CFC、臭化メチル、ハロンなどの主なオゾン層破壊物質は、モントリオール議定書に基づいて、1995年末をもって既に生産が全廃されています。わが国でも、モントリオール議定書を的確かつ円滑に実施するための「特定物質の規制などによるオゾン層の保護に関する法律(オゾン層保護法)」が施行されています。さらに1998年には、定量噴霧式吸入剤(MDI)に係るCFC使用廃止に向けた我が国としての転換戦略である、「CFC含有定量噴霧吸入製剤を廃止するための日本の転換施策の骨子」が策定され、UNEP(国連環境計画)オゾン事務局に提出しています。同戦略では2005年までにCFC使用MDIを代替製剤に転換することなどが示されています。

GSKは、モントリオール議定書の精神を尊重し、地球環境の悪化と人類の健康に悪影響を及ぼすオゾン層破壊の原因となっているCFCを含有するMDIに対する代替品の開発に取り組み、過去15年間に10億ドル以上の投資を行ってまいりました。
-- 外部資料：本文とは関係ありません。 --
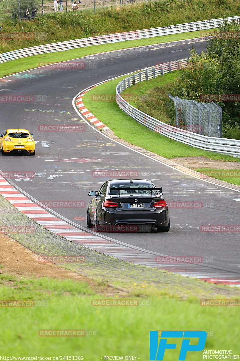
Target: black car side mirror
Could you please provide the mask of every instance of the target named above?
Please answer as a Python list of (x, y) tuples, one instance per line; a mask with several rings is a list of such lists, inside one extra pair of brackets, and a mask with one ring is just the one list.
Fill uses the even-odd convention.
[(98, 192), (98, 191), (92, 191), (91, 192), (90, 192), (88, 193), (89, 196), (91, 196), (92, 197), (94, 197), (97, 194), (97, 192)]

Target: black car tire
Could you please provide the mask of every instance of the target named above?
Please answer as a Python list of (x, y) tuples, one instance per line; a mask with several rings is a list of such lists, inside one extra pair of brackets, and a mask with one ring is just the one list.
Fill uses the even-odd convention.
[(99, 221), (98, 216), (98, 213), (96, 212), (96, 221), (95, 222), (95, 227), (96, 227), (96, 232), (101, 232), (101, 226), (99, 224)]
[(87, 211), (87, 227), (88, 227), (89, 228), (91, 228), (92, 225), (93, 225), (91, 221), (91, 218), (90, 218), (89, 208), (88, 207)]
[(166, 227), (157, 227), (157, 232), (169, 232), (170, 230), (170, 220), (168, 222), (168, 224)]

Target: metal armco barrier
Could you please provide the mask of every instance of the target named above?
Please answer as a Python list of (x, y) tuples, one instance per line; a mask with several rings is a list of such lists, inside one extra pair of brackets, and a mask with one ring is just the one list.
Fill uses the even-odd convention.
[[(234, 21), (240, 21), (240, 16), (232, 16), (226, 18), (225, 19)], [(75, 40), (70, 40), (60, 43), (54, 43), (50, 44), (39, 45), (31, 48), (13, 50), (7, 53), (0, 54), (0, 64), (9, 60), (23, 58), (31, 55), (53, 53), (57, 51), (69, 50), (76, 48), (97, 45), (99, 44), (109, 44), (134, 40), (137, 39), (144, 39), (154, 36), (162, 36), (171, 34), (176, 34), (187, 31), (194, 31), (197, 30), (205, 30), (217, 27), (224, 21), (223, 19), (213, 19), (210, 20), (196, 21), (195, 22), (178, 24), (177, 25), (163, 26), (152, 29), (144, 29), (142, 30), (126, 32), (109, 34), (99, 36), (85, 38)], [(204, 35), (203, 36), (204, 36)]]
[(240, 157), (240, 140), (206, 136), (169, 125), (133, 106), (120, 95), (123, 91), (137, 83), (149, 80), (181, 68), (186, 67), (189, 58), (186, 58), (147, 68), (123, 79), (118, 83), (116, 88), (117, 104), (122, 110), (139, 123), (168, 138), (205, 151)]

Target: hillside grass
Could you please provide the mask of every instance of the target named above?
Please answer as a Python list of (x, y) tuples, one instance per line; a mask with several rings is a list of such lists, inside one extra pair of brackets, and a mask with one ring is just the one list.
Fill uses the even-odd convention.
[[(81, 38), (239, 15), (234, 0), (159, 0), (121, 8), (48, 13), (33, 21), (4, 20), (0, 31), (0, 53)], [(3, 33), (32, 32), (33, 39), (6, 40)]]
[[(140, 303), (147, 301), (146, 306), (92, 305), (92, 299), (104, 298), (85, 282), (46, 278), (19, 280), (13, 275), (1, 275), (0, 300), (33, 300), (36, 305), (1, 307), (1, 353), (10, 357), (74, 356), (72, 360), (81, 356), (83, 358), (78, 359), (91, 361), (105, 355), (131, 355), (147, 360), (149, 331), (163, 330), (205, 331), (205, 349), (239, 352), (235, 337), (239, 327), (237, 307), (204, 307), (196, 297), (180, 300), (174, 295), (129, 297)], [(117, 299), (115, 296), (109, 298)], [(39, 336), (40, 330), (59, 329), (84, 330), (86, 335)], [(95, 335), (90, 335), (93, 334)], [(174, 342), (177, 348), (166, 351), (166, 361), (178, 358), (181, 342)], [(196, 361), (200, 356), (199, 352), (189, 352), (187, 359)]]
[[(160, 87), (171, 82), (175, 76), (175, 73), (177, 72), (176, 71), (163, 77), (159, 77), (158, 86)], [(240, 162), (239, 158), (198, 149), (154, 132), (123, 112), (116, 101), (93, 101), (92, 100), (92, 95), (115, 95), (116, 86), (125, 78), (125, 76), (120, 77), (99, 85), (87, 92), (83, 97), (83, 101), (86, 108), (100, 121), (109, 127), (117, 136), (165, 158), (203, 156), (211, 159), (231, 161), (236, 163)], [(145, 87), (144, 90), (146, 91), (147, 87), (152, 87), (152, 81), (150, 80), (140, 83), (139, 86), (141, 87), (142, 85)], [(137, 84), (133, 86), (133, 91), (138, 85)], [(125, 92), (131, 94), (132, 87), (127, 90)]]

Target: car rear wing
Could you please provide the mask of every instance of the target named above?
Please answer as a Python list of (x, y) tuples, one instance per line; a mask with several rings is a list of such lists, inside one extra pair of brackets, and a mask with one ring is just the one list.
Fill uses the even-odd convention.
[(144, 191), (151, 191), (150, 196), (151, 197), (152, 192), (153, 192), (153, 191), (160, 191), (160, 196), (162, 195), (163, 194), (163, 193), (162, 192), (162, 189), (163, 189), (162, 187), (160, 187), (160, 188), (149, 188), (148, 187), (143, 188), (143, 187), (141, 188), (139, 187), (139, 188), (132, 188), (131, 187), (129, 188), (110, 188), (110, 189), (109, 189), (109, 193), (111, 192), (111, 191), (113, 191), (113, 190), (119, 191), (119, 196), (120, 197), (120, 194), (121, 193), (121, 191), (139, 191), (140, 190), (144, 190)]

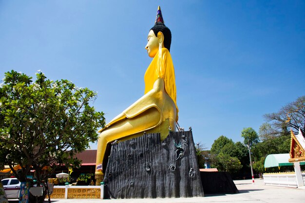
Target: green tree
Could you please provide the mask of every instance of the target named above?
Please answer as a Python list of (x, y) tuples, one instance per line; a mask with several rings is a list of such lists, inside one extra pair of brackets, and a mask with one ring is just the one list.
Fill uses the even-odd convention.
[[(41, 72), (32, 77), (12, 70), (0, 87), (0, 166), (9, 165), (21, 182), (31, 167), (38, 184), (63, 165), (77, 166), (74, 156), (97, 140), (105, 125), (102, 112), (90, 103), (96, 93), (66, 80), (47, 79)], [(22, 167), (21, 174), (13, 168)], [(43, 167), (52, 169), (41, 174)]]
[(244, 138), (244, 144), (249, 147), (258, 143), (259, 138), (257, 133), (252, 128), (245, 128), (242, 130), (242, 137)]
[(254, 162), (253, 164), (253, 169), (255, 171), (259, 173), (260, 177), (261, 177), (261, 174), (265, 172), (264, 164), (265, 159), (265, 157), (262, 157), (258, 161)]
[[(227, 147), (225, 147), (226, 145)], [(234, 145), (234, 142), (231, 139), (229, 139), (228, 137), (224, 135), (221, 135), (218, 137), (216, 140), (214, 141), (214, 143), (212, 145), (211, 147), (210, 152), (214, 154), (218, 154), (223, 150), (229, 150), (230, 147)], [(224, 149), (224, 148), (225, 149)], [(225, 152), (225, 153), (228, 153)]]
[(199, 168), (205, 168), (205, 163), (207, 159), (207, 153), (206, 153), (206, 148), (201, 143), (199, 142), (195, 146), (196, 150), (196, 155), (197, 155), (197, 161), (198, 162)]
[[(240, 176), (241, 171), (243, 173), (242, 171), (248, 169), (249, 159), (248, 151), (247, 147), (240, 142), (234, 143), (231, 139), (221, 135), (212, 145), (210, 160), (212, 167), (217, 167), (221, 171), (237, 173), (234, 175)], [(223, 158), (225, 159), (225, 161), (222, 160)], [(226, 164), (225, 161), (227, 161), (229, 162)], [(238, 166), (239, 165), (237, 164), (234, 164), (237, 163), (241, 164), (241, 167)], [(230, 164), (235, 166), (231, 168), (227, 166)], [(241, 168), (244, 168), (242, 171), (240, 171)]]
[(242, 165), (238, 159), (232, 157), (228, 154), (220, 152), (213, 158), (212, 167), (217, 168), (220, 171), (233, 173), (242, 168)]
[(252, 179), (254, 183), (254, 175), (253, 167), (252, 166), (252, 158), (251, 148), (253, 145), (258, 143), (259, 138), (257, 133), (252, 128), (245, 128), (242, 130), (242, 137), (244, 138), (244, 144), (247, 146), (249, 150), (249, 157), (250, 161), (250, 166), (251, 167), (251, 174)]
[(304, 133), (305, 129), (305, 96), (283, 107), (279, 111), (264, 115), (272, 129), (278, 134), (283, 132), (283, 127), (289, 128), (296, 134), (300, 128)]

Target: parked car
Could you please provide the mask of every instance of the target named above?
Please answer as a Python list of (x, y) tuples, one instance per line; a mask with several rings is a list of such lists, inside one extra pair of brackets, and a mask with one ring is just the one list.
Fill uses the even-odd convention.
[(1, 181), (7, 199), (19, 199), (21, 183), (16, 178), (6, 178)]

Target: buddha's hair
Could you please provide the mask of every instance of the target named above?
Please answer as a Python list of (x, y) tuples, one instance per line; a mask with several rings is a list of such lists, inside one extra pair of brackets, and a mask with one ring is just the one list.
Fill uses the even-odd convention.
[(156, 22), (153, 27), (151, 29), (153, 31), (154, 35), (157, 37), (158, 33), (161, 32), (164, 36), (164, 47), (169, 50), (171, 49), (171, 43), (172, 43), (172, 33), (170, 29), (166, 27), (164, 23), (158, 22)]

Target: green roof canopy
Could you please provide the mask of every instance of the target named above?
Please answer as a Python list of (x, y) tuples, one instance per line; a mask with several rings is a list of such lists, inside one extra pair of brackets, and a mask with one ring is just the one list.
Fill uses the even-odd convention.
[[(293, 163), (290, 163), (288, 161), (288, 159), (290, 158), (289, 154), (269, 154), (265, 160), (265, 167), (293, 166)], [(305, 165), (305, 162), (300, 162), (300, 165)]]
その結果としてオゾン層への悪影響がないとされているHFC134aを用いた代替品、および患者さん自ら吸入して使用するキャリアーガスを使用しない製剤の開発に成功しました。現在、欧州、カナダ、オーストラリア、日本などの先進諸国では、積極的に代替品への切り替えが進められています。日本では「ベコナーゼ」の販売中止に引き続き、その他のCFC製剤においても販売中止を予定しています。

グラクソ・スミスクラインは、研究に基盤を置き世界をリードする、医薬品およびヘルスケア企業であり、人々が心身ともに健康でより充実して長生きできるよう、生活の質の向上を企業使命としています。